Si bien la versión de 1959 del mítico director William Wyler no fue la primera incursión cinematográfica de Judah Ben-Hur, el marco temporal del Hollywood dorado de la época de las mega producciones de MGM y la figura omnipotente de Charlton Heston la ubican como la primera y prácticamente única referencia en el inconsciente cinéfilo sobre esta historia de venganza y restitución con trazos religiosos. Contra esta pesada herencia se las tiene que ver Ben-Hur (2016), la actualización a cargo de Timur Bekmambetov (Se Busca, 2008; Abraham Lincoln: Cazador de Vampiros, 2012), un director más acostumbrado al cine de acción con ribetes fantásticos que al enfocado en la épica de aventuras.

La que se cuenta es la historia de Judah Ben-Hur, un hombre de clase alta de la Jerusalén contemporánea del hijo de Dios, quien es acusado injustamente por los romanos y traicionado por su mejor amigo y cuasi hermano, enviado al destierro y esclavizado, para regresar años después y dar paso a su tan esperada venganza. Si bien se agradecen las dos horas de duración en comparación con los 212 minutos de Wyler, esto impide que ciertas subtramas tengan el desarrollo necesario y hace a uno preguntarse si no hubiese sido mejor anulalarlas por completo. La reestructuración de ciertos episodios tampoco ayuda a cimentar un argumento más sólido.

Jack Huston nos da una interpretación tibia de Ben-Hur, un personaje atormentado por su derrotero y castigado por el destino, palideciendo en comparación con ese hombre de voluntad inquebrantable a quien supo dar vida Heston. Toby Kebbell no desentona en el papel de Messala Severus: si bien los villanos suelen ser los que mejor la pasan en este tipo de relatos, lo suyo tampoco es para los anales del séptimo arte. Mención aparte para Ilderim, el comerciante árabe interpretado por un Morgan Freeman que lleva inexplicablemente rastas en su cabeza, en lo que funciona más como un homenaje extraño al John Travolta de Batalla Final: Tierra que como una elección artística con sustento lógico. Por su parte, Rodrigo Santoro parece un actor nacido para interpretar a Jesús gracias a su “physique du role”.
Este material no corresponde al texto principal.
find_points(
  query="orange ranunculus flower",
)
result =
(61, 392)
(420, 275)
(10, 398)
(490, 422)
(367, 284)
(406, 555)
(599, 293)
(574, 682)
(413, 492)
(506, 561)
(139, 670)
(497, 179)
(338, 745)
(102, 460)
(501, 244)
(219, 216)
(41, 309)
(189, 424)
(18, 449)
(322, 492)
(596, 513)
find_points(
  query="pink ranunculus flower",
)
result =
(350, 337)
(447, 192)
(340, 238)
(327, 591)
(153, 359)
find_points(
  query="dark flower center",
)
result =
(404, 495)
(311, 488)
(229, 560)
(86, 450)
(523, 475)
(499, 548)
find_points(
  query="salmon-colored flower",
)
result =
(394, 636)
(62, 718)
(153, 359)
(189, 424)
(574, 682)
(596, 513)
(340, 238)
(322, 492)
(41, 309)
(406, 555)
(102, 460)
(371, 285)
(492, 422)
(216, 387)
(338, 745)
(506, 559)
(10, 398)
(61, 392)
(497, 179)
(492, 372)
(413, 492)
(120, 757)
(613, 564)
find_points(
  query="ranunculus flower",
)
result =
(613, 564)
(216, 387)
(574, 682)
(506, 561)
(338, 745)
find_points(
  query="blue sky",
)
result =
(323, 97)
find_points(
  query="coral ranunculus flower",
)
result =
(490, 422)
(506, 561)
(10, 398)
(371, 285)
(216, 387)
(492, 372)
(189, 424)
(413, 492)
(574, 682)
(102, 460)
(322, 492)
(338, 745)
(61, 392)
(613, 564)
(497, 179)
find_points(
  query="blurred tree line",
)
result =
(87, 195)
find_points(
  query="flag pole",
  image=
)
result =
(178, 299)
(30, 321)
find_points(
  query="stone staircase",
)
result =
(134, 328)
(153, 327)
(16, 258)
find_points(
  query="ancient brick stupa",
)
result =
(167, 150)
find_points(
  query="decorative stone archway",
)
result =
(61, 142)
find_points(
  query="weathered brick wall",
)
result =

Técnicamente de bajo vuelo, la producción parece más cercana a un telefilm que a una super producción clase A de un estudio “grande”, otra cuestión que la torna inferior en comparación con la versión clásica (tampoco posee una paleta de colores atractiva ni un tratamiento de imagen interesante). La resolución del tercer acto carece de una épica acorde al marco e incluso no parece animarse a incursionar en la brutalidad del material original, optando por un “happy ending” que echa por la borda el eje temático de la venganza y las consecuencias de los propios actos, dejando practicamente como un corolario el costado religioso del relato.